Damsel
Okay, here's a generic curry method:
Slice an onion and a bell pepper. Heat several tablespoons of oil in a skillet over medium-high heat. Add the sliced vegetables and 2-3 teaspoons of the curry powder and cook until the vegetables become limp.
Optional: Add half a can of coconut milk at this point and cook until it comes to a boil and reduces a bit.
Add half a pound of mixed seafood, stir well, lower the heat to medium-low and cover the pan. Residual heat and steam should cook the seafood in about 3 minutes.
There are lots of ways to tweak this method: You can start by liquefying the onion with the curry powder and a little water in a mini-chopper. You can add whole cloves and cinnamon sticks to the oil and cook them to extract their flavor before you add the onions and peppers. You don't HAVE to include bell peppers (but onions are universally called for). You can add blanched carrots, broccoli, or whatever other vegetable strikes your fancy. I'm told -- though I've never tried it -- that using coconut milk and spinach together is yummy.

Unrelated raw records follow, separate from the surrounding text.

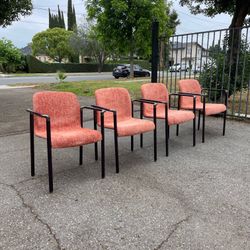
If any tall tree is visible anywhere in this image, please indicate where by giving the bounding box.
[68,0,74,30]
[0,0,32,27]
[48,6,65,29]
[86,0,175,77]
[72,5,77,30]
[32,28,74,63]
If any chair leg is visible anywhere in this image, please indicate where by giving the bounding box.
[223,111,227,136]
[165,119,169,157]
[94,142,98,161]
[140,134,143,148]
[29,113,35,176]
[47,137,53,193]
[176,124,179,136]
[202,112,205,143]
[193,116,196,147]
[114,128,119,174]
[131,136,134,151]
[198,110,201,130]
[154,129,157,162]
[101,130,105,179]
[79,146,83,165]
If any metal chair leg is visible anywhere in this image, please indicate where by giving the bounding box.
[79,146,83,165]
[114,129,120,174]
[131,136,134,151]
[176,124,179,136]
[223,110,227,136]
[29,113,35,176]
[193,116,196,147]
[46,119,53,193]
[202,112,205,143]
[198,110,201,130]
[94,143,98,161]
[165,119,169,157]
[101,118,105,179]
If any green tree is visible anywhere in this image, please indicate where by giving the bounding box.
[32,28,74,63]
[86,0,175,77]
[180,0,250,95]
[0,0,32,27]
[0,38,22,73]
[179,0,250,29]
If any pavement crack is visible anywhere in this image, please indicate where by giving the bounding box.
[0,182,62,250]
[154,215,191,250]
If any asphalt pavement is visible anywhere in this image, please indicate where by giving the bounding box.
[0,87,250,249]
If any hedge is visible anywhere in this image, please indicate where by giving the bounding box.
[26,55,151,73]
[26,56,116,73]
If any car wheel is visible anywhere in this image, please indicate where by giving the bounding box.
[146,72,150,77]
[115,76,119,79]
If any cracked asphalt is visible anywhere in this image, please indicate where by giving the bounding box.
[0,88,250,250]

Well, you can TRY freezing it. If you're going to take that route, you should portion it out into meal-packets as soon as you get it home, and then freeze it immediately. If you've got a foodsaver (which I don't), all the better. Otherwise, just try to get as much air out of the packets as possible. But it won't be as good as if it had been frozen as soon as it was pulled from the sea, and it won't be as good as if you'd cooked it that same day.